Note: Acc@GQA is grounded QA accuracy (requiring both correct answer and grounding IoU meeting the threshold simultaneously), mIoP is the mean IoP localization accuracy.

Ablation Study

Configuration Acc@GQA mIoP Description
Full model Optimal Optimal Bi-directional reasoning + cycle consistency
Forward path only Significant drop Large drop Lacks backward mutual supervision
Backward path only Significant drop Moderate drop Lacks forward reasoning guidance
w/o temporal consistency \(L_{temp}\) Moderate drop Large drop Loses grounding constraint
w/o answer cycle \(L_{cycle}\) Slight drop Moderate drop Incomplete cycle loop

Key Findings

  • The temporal consistency loss has the greatest impact on the localization metric (mIoP), showing that localization alignment between the two paths is the most direct and effective self-supervised signal.
  • The combined use of bi-directional reasoning is much more effective than using either direction alone, indicating that the forward and backward paths indeed provide complementary reasoning perspectives.
  • On complex questions requiring multi-step reasoning, TimeCraft's advantage is even more pronounced, suggesting that bi-directional reasoning assists the model in deeper video understanding.

Highlights & Insights

  • Dual Reasoning + Cycle Consistency as a General Paradigm for Weak Supervision: This framework is not unique to video QA—as long as a task involves two interconnected subtasks (one annotated, one not), a similar bi-directional path + cycle consistency can be used to provide self-supervision for the unannotated subtask.
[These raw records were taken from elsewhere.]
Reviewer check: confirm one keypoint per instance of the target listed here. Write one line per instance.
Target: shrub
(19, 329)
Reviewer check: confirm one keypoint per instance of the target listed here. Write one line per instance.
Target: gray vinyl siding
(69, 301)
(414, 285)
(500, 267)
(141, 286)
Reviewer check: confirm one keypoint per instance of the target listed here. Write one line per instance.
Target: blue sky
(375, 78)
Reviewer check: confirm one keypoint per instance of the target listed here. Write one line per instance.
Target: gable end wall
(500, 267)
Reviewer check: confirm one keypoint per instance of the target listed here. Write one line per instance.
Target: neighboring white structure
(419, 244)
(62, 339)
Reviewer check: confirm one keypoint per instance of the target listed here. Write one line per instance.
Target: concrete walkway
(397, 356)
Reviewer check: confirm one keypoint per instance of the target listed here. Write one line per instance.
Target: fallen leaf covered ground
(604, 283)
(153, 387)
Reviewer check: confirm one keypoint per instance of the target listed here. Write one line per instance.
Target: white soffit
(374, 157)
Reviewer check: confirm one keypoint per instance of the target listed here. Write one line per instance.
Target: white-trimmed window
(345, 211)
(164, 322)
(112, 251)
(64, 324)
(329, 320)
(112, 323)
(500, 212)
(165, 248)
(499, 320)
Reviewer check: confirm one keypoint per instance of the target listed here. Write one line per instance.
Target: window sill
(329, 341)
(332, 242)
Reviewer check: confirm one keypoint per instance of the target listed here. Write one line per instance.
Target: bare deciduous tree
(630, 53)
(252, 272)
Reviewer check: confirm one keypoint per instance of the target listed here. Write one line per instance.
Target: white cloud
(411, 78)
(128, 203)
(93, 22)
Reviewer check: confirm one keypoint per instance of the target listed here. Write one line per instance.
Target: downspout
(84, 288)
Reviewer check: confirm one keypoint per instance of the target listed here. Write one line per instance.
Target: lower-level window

It can be transferred to tasks like weakly-supervised video summarization, weakly-supervised object localization, etc.
  • Clever Design to Avoid Language Bias: The backward path requires the model to "infer visual evidence given the answer", which effectively prevents the model from exploiting linguistic shortcuts in the questions (e.g., guessing "sunny" directly from "how is the weather") to bypass visual reasoning.
  • Temporal Attention as Soft Grounding: Using attention distribution as temporal grounding instead of hard segmentation enables end-to-end training and provides adaptability to localization granularity.

Limitations & Future Work

  • The self-supervised signal provided by cycle consistency is indirect; theoretically, there could be degenerate solutions—where both paths converge to incorrect but consistent localizations. Although answer supervision can partially prevent this degeneration, it cannot be entirely ruled out.
  • The method assumes that the visual evidence corresponding to each question is a temporally continuous segment. However, in reality, evidence for an answer may be scattered across multiple non-continuous segments of the video.
  • The experiments were only validated on two datasets, Next-GQA and Env-QA, which are relatively small in scale. Performance on large-scale datasets remains to be observed.
  • The backward path requires candidate answers as input, which is less friendly for open-ended QA scenarios—it requires generating candidate answer sets first.
  • vs TempCLR: TempCLR uses temporal contrastive learning to enhance the temporal sensitivity of video representations but lacks explicit temporal grounding capabilities. TimeCraft directly optimizes temporal grounding via bi-directional reasoning.
  • vs IGV: IGV (Interventional Video Grounding) also focuses on the reliability of grounded VQA but uses a causal inference framework to remove confounders. TimeCraft offers a simpler alternative using cycle consistency.
  • vs Next-GQA baseline: The baseline method of the Next-GQA dataset uses simple attention pooling for temporal grounding, lacking explicit grounding supervision. TimeCraft's cycle consistency provides stronger grounding guidance.

Rating

  • Novelty: ⭐⭐⭐⭐ Elegant design of dual-directional reasoning + cycle consistency for weakly-supervised grounded VQA.
  • Experimental Thoroughness: ⭐⭐⭐ Validated on two datasets with relatively complete ablation studies, though the dataset scales are on the smaller side.
  • Writing Quality: ⭐⭐⭐⭐ Clear description of the methodology, showcasing the dual relationship between forward/backward reasoning very well.
  • Value: ⭐⭐⭐⭐ The weakly-supervised paradigm of cycle consistency has high generalizability and transfer value.